Nicht zu vergessen bei einer Bilanzierung des zivilen Blutzolls, der den Afghanen auch deshalb abverlangt wird, weil die militärische Aufrüstung der Regierung Karzai durch die NATO-Staaten zu einer Bürgerkriegssituation geführt hat, sind die zivilen Opfer des Krieges in Pakistan. Da die US-Regierung, die beide Kriege unter dem Kürzel AfPak subsumiert, erheblichen Druck auf die Regierung in Islamabad ausübt, den Rückzugsraum der Taliban in der Grenzregion zwischen Afghanistan und Pakistan zu sperren, und die Forcierung der Aufstandsbekämpfung durch Präsident Asif Zardari zu einer bürgerkriegsartigen Entwicklung in Teilen des Landes geführt hat, sind die offiziell mehr als 12.000 Kriegstoten des letzten Jahres zur Opferbilanz Afghanistans hinzuzurechnen. Allein 700 von ihnen gehen laut Regierungsinformationen aus Islamabad direkt auf das Konto US-amerikanischer Drohnenangriffe.

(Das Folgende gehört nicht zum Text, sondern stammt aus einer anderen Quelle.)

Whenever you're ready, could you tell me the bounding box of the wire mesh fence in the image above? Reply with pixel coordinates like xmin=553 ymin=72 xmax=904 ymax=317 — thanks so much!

Was immer mit diesem Blutzoll erkauft werden soll, kann nicht im Interesse der Bevölkerungen beider Länder liegen. Glaubwürdig wären die angeblichen Bemühungen der Besatzer um das Wohl der Afghanen bestenfalls dann, wenn ihre materielle Situation deutlich verbessert würde. Tatsächlich fördert der Krieg eine aus den Töpfen der Besatzungsmächte und der mit ihnen verbundenen Hilfsorganisationen geschöpfte Stimulierung ganz bestimmter, für die Logistik und Einsatzfähigkeit der NATO-Truppen wichtiger Sektoren der Infrastruktur und Wirtschaft. Ansonsten bleibt es bei einer Drogenökonomie, die die Herrschaftstrukturen innerhalb der afghanischen Gesellschaft zementiert und ihrerseits Tote bei Kämpfen um das lukrative Geschäft produziert. Der bisher einzige Ansatz, der afghanischen Gesellschaft zu einer gerechteren Ordnung zu verhelfen, wurde von den USA und ihren verbündeten in den 80er Jahren gezielt sabotiert. Seit das Land zum Austragungsort eines Stellvertreterkriegs zwischen den Großmächten des Kalten Krieges wurde, ist es ein Opfer der geostrategischen Interessen dritter Parteien. Die Behauptung, allein die Taliban oder andere Besatzungsgegner wären für diese desolate Situation verantwortlich, läßt sich nur unter Ausblendung dieses Hintergrunds aufstellen.